Telstra has the contracts for Catholic schools across the country and according to a spokesperson “did not want to risk its commercial relationship with the church”. “The government has committed to putting same-sex marriage before the Australian people in a plebiscite and, ultimately, it will be parliament who determines any changes to the institution of marriage,” a spokesman for Telstra said. “In view of this, Telstra has no further plans to figure prominently in the wider public debate. “Telstra has demonstrated it places great importance on diversity and standing against discrimination, in all its forms. Our workforce reflects this diversity, including people … in a broad range of relationships.”
A short time after issuing the above statement, and no doubt as a result of pressure from those involved with Australian Marriage Equality (AME), Telstra again changed their position back to support for Marriage Equality. Over subsequent days Telstra continued to vacillate between opposition and support of Marriage Equality in correspondence responding to complaints they received from customers. Whilst it is difficult to know exactly the position Telstra now holds on the subject it does appear that they have returned to their position of supporting same-sex marriage. Telstra’s logo still appears on the AME website. Telstra’s website makes no mention of the campaign. According to a spokesperson for Australian Marriage Equality Telstra has made no request of AME to withdraw its logos.

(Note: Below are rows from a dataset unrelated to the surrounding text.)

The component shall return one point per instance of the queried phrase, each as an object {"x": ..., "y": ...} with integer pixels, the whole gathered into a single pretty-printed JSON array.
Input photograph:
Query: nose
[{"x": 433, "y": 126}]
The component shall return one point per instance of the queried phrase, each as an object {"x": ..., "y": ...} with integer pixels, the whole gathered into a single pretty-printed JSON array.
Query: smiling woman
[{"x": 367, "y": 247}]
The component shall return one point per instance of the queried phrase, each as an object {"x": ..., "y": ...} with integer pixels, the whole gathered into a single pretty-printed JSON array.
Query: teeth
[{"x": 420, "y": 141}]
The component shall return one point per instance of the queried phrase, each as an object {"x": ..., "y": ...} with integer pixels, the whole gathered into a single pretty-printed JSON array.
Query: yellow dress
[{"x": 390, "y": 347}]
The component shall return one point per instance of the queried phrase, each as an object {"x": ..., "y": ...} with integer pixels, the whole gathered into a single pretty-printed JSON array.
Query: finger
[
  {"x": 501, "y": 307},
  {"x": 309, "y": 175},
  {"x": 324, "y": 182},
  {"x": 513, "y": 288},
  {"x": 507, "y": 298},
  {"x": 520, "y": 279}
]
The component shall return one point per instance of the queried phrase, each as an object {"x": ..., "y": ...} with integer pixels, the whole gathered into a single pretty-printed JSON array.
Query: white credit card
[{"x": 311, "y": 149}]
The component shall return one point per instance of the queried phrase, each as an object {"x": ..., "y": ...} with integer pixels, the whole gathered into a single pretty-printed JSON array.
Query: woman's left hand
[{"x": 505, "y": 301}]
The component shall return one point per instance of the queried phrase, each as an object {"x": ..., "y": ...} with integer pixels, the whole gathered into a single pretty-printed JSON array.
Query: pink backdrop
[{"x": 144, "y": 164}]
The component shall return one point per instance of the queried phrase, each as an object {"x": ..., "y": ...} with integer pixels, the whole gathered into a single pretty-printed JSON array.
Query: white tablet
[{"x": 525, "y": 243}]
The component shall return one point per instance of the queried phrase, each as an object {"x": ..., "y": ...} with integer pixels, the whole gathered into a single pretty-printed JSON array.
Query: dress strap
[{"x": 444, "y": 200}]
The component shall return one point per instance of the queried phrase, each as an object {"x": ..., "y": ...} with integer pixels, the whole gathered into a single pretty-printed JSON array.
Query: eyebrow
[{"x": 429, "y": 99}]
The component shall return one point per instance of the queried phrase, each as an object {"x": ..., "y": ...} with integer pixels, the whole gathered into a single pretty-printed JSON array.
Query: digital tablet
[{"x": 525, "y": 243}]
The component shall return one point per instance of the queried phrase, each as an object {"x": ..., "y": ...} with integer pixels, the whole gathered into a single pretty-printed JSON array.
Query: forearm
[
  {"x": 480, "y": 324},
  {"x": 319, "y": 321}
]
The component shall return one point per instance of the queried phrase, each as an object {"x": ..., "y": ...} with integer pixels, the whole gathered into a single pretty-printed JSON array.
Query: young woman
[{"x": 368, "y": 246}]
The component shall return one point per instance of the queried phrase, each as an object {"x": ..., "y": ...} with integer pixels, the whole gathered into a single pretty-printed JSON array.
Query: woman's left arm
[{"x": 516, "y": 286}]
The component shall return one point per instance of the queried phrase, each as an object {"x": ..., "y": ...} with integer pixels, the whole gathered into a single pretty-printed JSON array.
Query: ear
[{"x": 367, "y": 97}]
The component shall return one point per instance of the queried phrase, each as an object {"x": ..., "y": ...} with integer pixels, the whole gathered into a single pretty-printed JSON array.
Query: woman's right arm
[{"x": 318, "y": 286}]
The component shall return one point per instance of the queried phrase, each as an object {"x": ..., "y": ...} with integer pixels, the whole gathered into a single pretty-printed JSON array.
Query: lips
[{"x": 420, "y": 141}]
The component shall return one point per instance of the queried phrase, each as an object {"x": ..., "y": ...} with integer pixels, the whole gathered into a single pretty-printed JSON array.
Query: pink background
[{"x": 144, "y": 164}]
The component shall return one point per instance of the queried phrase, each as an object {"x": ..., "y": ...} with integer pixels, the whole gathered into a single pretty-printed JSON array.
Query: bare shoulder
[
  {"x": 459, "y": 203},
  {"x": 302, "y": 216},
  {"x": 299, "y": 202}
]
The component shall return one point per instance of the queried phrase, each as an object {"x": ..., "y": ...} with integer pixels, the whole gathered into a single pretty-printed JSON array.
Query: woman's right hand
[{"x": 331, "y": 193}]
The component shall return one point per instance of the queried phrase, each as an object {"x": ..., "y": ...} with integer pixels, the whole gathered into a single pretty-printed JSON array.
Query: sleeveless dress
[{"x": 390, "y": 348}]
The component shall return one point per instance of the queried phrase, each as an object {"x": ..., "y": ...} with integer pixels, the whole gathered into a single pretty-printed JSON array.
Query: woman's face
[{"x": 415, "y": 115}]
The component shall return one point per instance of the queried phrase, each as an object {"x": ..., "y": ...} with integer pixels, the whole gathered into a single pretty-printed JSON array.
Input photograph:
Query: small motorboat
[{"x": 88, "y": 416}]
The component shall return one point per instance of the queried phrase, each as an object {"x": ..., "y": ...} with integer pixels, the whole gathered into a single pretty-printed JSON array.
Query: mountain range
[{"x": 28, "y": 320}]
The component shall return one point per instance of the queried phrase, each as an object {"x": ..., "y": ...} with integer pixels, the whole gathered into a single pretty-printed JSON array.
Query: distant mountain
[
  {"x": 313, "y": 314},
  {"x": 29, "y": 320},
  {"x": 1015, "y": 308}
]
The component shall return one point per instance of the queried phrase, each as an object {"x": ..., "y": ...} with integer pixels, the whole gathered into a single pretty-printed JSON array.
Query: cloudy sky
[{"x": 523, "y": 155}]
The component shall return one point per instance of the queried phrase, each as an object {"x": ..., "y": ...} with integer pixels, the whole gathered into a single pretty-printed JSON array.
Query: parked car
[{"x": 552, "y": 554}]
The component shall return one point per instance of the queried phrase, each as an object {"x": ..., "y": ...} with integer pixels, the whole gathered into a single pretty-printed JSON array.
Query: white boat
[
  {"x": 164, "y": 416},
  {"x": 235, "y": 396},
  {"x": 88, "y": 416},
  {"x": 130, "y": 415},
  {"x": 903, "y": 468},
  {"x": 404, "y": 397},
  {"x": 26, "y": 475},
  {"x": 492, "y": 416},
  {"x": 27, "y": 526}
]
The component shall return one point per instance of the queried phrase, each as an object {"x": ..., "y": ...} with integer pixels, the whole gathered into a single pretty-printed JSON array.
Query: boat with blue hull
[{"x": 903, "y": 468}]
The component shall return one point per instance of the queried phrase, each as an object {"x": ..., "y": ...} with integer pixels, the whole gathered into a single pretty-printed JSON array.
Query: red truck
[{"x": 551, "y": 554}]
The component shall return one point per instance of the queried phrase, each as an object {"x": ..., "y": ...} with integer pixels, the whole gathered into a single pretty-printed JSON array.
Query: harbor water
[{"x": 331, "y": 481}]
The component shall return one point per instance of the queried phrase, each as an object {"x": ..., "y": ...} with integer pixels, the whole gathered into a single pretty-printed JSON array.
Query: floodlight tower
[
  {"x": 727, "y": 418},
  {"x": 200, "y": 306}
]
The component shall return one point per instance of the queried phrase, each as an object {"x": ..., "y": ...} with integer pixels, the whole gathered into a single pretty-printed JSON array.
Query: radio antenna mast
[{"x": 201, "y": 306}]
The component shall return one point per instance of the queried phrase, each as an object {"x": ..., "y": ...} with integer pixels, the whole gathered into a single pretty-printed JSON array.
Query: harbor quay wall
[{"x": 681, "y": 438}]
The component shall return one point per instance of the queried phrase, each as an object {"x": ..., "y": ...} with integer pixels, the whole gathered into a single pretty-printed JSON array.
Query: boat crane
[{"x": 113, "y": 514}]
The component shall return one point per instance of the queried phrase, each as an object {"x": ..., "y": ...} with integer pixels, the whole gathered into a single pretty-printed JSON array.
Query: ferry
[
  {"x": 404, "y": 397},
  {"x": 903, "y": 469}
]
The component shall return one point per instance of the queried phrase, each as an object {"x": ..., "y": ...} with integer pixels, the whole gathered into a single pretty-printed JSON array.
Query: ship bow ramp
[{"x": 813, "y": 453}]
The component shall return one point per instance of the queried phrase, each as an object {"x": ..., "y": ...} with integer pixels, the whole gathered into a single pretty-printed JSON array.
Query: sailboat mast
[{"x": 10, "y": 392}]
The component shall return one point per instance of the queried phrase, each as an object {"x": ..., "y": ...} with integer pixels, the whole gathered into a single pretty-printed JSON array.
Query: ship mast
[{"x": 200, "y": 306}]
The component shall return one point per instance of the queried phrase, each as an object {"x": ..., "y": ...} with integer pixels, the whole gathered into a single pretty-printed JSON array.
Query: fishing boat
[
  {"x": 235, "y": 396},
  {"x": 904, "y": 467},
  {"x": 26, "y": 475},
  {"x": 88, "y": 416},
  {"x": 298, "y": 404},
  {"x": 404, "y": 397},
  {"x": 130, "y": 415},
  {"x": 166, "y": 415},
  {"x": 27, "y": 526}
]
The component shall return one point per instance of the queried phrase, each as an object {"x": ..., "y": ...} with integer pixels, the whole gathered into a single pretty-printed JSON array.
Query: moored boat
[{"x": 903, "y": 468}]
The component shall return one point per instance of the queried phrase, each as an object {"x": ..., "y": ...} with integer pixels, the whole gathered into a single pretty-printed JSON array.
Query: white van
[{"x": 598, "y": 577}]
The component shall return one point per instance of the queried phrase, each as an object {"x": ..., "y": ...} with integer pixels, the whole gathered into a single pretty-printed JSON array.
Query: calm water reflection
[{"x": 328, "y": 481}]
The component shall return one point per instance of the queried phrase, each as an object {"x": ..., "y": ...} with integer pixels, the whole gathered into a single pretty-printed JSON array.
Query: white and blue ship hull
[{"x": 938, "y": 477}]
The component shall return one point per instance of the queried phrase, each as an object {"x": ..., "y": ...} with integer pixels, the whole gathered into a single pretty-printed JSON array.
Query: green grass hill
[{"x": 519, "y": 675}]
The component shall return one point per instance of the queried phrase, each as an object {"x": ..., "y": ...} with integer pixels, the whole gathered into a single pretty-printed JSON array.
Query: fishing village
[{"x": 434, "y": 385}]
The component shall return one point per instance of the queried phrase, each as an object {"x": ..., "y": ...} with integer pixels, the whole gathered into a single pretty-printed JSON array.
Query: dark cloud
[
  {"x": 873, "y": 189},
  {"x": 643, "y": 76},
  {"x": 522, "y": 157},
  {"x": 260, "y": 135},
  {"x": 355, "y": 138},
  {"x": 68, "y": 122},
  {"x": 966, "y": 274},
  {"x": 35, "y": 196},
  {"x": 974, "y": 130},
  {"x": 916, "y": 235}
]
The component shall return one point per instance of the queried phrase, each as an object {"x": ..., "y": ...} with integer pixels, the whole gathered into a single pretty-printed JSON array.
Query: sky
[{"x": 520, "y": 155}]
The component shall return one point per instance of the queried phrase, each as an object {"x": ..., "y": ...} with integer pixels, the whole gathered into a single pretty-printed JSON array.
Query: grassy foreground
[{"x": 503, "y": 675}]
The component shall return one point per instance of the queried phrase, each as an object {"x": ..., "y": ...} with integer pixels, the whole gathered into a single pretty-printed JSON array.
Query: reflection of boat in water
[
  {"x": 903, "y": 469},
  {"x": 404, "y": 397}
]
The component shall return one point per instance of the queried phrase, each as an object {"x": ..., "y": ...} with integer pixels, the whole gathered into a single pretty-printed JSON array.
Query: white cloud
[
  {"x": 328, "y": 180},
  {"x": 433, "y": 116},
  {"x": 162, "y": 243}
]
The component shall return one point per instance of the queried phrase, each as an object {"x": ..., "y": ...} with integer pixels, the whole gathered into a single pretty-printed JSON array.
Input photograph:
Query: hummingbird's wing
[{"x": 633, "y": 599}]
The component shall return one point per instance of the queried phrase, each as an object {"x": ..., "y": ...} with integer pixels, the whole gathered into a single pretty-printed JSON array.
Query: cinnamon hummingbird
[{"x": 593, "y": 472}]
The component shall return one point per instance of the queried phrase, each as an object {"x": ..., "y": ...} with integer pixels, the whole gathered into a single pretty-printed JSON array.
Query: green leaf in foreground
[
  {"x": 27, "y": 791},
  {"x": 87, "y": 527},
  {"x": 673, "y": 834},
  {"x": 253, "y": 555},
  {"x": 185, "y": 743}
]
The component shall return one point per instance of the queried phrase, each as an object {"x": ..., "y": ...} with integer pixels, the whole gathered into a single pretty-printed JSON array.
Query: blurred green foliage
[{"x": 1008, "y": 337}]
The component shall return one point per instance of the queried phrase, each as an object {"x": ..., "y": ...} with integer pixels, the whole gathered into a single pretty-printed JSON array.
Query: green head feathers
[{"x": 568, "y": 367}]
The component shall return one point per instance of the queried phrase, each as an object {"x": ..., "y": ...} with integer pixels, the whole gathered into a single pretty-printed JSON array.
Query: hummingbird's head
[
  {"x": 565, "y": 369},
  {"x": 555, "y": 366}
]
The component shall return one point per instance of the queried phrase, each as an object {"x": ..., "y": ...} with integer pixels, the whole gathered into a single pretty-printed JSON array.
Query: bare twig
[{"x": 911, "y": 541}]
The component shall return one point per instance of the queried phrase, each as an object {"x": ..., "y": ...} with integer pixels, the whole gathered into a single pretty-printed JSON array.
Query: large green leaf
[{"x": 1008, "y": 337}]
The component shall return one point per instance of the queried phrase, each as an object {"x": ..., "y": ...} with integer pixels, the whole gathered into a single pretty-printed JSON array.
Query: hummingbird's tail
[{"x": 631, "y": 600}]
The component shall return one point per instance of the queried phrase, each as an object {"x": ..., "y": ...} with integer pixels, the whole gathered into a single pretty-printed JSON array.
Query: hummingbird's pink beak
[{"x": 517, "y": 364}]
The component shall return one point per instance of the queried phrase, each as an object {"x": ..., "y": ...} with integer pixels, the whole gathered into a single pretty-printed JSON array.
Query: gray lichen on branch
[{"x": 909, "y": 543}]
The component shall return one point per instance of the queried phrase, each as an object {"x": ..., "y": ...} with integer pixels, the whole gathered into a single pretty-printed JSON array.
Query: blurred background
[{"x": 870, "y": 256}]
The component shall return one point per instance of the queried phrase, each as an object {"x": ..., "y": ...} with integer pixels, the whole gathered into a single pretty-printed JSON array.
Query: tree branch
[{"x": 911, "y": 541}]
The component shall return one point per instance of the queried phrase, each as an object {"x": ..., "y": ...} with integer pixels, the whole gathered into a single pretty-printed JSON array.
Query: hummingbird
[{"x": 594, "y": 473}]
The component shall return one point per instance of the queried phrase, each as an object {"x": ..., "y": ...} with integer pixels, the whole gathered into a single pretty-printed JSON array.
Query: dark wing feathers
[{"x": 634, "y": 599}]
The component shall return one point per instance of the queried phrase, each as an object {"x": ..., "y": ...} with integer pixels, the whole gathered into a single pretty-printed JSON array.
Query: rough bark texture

BENDIGO PRINCIPALS DEFEND DECISION NOT TO SIGN ON TO SAFE SCHOOLS PROGRAM
Principals of Bendigo secondary colleges have defended their decision not to sign on to the Safe Schools Coalition, saying their institutions already have “meaningful” programs in place to protect LGBTI students. Eaglehawk Secondary College principal Noel Claridge said his teachers were advised how to provide all students with an inclusive environment. Asked to respond to the Victorian government’s plan to mandate Safe Schools Coalition membership by the end of 2018, Mr Claridge said he was open to “looking at ways in which his College can support schools to be more inclusive”. He recommended a compulsory roll-out of the program be accompanied by professional development for teachers who deliver the program. “We need to make sure it’s taught in a sensitive way that is respectful of all people” he said.
Bendigo South East College principal Ernie Fleming said his school had “six or seven” initiatives in place to safeguard the wellbeing of LGBTI students, and worried becoming a member of the Safe Schools Coalition would not be a meaningful way of addressing the issue. He said his school would acquiesce if the government mandated the program in its schools. “We’ll look at it and try and make it meaningful,” he said. But community member Helen Leach said it was not the role of schools to educate children about their sexuality. “It’s up to the teachers to teach academic subjects, and it’s up to the parents to teach other things, and it’s none of the state’s business to teach children about those matters,” she said.
Mr Claridge disagreed, saying schools had “moved away from being only a place of academia”. “Good schools are about academic performance, but they’re also about teaching social skills that make young people equipped to make the move into adulthood.”